Menurut Menkeu, Perpu dikeluarkan untuk bisa menciptakan bantalan agar ancaman itu tidak materialized atau paling tidak ancaman ini bisa dimitigasi atau diminimalkan dampaknya.

”Mungkin tidak 100% namun jangan sampai seluruh bangsa dan negara porak-poranda dari kesehatan sosial ekonomi dan sistem keuangannya. Itulah yang menjadi latar belakang dari konstruksi,” terang Menkeu.

Perpu, lanjut Menkeu, diperlukan sesegera mungkin agar Pemerintah dan Otoritas dapat melaksanakan extraordinary actions yang diperlukan, termasuk pelebaran defisit dan hal-hal lain dalam menjaga stabilitas sektor keuangan.

Terdapat dua pilar yang menjadi penyangga yaitu dalam hal kebijakan keuangan negara dan kebijakan sektor keuangan.

“Di bidang keuangan negara karena dampak Covid akan menjatuhkan korban jiwa,  korban perusahaan, korban PHK maka kita sudah yakin bahwa ini akan mempengaruhi penerimaan negara,” tambah Menkeu.

Sementara, lanjut Menkeu, keuangan negara harus melakukan langkah yang ekstra melindungi masyarakatnya maka defisit pasti akan mengalami penyesuaian dan akan melebihi dari aturan keuangan negara kita yang selama ini 3%.

Kita juga mengantisipasi bahwa dengan melebarnya defisit sumber pendanaan perlu dibuka alternatifnya dan kita juga ingin membuat penyesuaian mandatory spending sehingga APBN dan APBD bisa lebih fleksibel di dalam menghadapi ancaman yang begitu cepat dan luar biasa,” ungkap Menkeu.
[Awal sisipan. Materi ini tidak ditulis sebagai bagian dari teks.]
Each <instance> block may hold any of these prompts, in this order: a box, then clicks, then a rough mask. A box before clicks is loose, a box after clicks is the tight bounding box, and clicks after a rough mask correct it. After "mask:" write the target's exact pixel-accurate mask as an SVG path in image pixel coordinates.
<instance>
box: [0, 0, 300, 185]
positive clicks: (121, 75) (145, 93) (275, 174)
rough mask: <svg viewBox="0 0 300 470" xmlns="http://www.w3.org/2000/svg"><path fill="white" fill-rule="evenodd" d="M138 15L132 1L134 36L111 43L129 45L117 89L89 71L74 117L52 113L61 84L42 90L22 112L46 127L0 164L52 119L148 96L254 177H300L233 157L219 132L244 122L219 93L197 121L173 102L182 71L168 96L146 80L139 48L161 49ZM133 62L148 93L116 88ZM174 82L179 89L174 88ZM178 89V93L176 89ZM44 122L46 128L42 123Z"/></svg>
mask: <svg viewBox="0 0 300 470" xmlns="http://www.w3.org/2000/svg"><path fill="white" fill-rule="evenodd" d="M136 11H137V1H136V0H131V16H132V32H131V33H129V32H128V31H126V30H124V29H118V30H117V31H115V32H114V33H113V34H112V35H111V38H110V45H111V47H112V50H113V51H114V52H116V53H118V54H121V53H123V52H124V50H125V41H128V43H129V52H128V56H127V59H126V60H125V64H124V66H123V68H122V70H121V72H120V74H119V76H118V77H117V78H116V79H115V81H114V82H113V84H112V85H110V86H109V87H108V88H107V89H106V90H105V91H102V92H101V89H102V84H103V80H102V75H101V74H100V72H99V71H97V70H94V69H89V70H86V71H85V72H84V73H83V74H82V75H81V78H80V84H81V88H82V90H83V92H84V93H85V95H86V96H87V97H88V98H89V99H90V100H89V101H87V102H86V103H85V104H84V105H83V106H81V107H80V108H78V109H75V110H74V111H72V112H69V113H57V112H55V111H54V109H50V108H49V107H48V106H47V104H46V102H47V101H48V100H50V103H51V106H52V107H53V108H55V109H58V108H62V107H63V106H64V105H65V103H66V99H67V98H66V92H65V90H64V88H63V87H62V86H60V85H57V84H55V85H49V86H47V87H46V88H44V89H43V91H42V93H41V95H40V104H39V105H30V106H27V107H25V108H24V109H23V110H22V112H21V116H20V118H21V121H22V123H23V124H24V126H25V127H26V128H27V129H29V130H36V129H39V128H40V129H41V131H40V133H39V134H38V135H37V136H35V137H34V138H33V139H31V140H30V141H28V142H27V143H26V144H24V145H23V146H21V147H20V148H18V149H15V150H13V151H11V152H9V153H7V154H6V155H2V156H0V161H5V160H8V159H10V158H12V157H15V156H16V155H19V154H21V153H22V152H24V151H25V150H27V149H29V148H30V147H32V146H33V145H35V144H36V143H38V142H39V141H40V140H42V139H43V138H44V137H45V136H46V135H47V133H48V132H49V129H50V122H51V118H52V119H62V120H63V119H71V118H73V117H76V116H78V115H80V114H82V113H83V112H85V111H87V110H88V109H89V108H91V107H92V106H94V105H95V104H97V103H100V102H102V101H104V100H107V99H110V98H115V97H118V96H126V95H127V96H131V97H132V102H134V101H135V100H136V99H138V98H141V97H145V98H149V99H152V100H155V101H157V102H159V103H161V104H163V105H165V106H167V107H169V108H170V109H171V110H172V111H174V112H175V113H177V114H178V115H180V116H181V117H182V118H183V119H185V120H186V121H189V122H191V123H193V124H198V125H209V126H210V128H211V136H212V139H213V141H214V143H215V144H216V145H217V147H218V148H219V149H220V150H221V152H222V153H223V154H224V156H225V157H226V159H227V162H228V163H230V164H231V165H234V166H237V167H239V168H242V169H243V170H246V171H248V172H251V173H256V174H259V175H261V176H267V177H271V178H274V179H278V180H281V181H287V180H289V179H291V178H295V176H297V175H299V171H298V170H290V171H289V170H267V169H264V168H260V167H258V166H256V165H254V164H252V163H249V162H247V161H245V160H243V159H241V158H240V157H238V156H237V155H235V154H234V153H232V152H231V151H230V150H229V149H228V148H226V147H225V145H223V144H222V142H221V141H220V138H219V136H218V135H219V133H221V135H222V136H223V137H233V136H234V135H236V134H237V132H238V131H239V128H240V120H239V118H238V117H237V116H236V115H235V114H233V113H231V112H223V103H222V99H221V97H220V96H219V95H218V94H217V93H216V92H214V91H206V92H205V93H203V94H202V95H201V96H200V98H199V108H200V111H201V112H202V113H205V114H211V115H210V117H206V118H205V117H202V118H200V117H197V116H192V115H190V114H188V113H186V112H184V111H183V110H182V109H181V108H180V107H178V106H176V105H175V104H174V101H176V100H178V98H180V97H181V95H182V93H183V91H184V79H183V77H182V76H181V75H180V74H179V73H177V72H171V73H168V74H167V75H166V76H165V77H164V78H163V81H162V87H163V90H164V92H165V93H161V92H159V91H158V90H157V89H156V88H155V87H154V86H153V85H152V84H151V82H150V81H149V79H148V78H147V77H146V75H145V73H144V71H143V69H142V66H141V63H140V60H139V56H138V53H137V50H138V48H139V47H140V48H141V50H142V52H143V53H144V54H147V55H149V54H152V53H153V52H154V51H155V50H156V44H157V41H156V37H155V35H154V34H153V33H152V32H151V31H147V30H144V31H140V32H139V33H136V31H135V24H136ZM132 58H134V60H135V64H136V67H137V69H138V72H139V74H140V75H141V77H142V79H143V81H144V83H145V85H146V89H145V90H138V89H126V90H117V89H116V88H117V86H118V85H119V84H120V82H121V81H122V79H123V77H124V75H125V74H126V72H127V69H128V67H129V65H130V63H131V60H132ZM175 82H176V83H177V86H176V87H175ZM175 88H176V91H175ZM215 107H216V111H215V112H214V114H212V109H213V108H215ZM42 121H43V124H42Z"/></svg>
Di dalam Perpu, sambung Menkeu, juga diatur mengenai program pemulihan ekonomi sehingga kombinasi antara melakukan proteksi atau perlindungan terhadap shock dan sekaligus menyiapkan bagi pemulihan ekonomi.

Pada saat shock atau guncangan terjadi dan pasca shock, lanjut Menkeu, juga untuk mendukung agar implikasi kepada sektor penciptaan kesempatan kerja sektor riil dan ancaman di sektor keuangan bisa tetap dicegah.

“Kalaupun itu akan mengalami tekanan ke sektor keuangan di bidang sistem keuangan maka dilakukan antisipasi KSSK yang memiliki mandat untuk melakukan penanganan sistem keuangan yang mengalami ancaman sistemik yang diberikan perluasan kewenangan termasuk ruang lingkup rapatnya di dalam undang-undang KSSK hanya diperbolehkan rapat secara fisik hadir maka di dalam Perpu diberikan keleluasaan untuk rapat tidak dilakukan secara fisik tapi menggunakan video conference,” tandas Menkeu.

Penguatan kewenangan Bank Indonesia (BI), tambah Menkeu, dimasukkan di dalam Perpu di dalam rangka untuk ikut membeli surat berharga negara jangka panjang dalam pendanaan APBN yang mengalami tekanan luar biasa dan di dalam pemulihan ekonomi.

“Penguatan kewenangan OJK dan LPS dalam rangka mereka mampu untuk mencegah risiko yang membahayakan stabilitas sistem keuangan terutama di bidang perbankan dan perlindungan nasabah perbankan,” tutup Menkeu.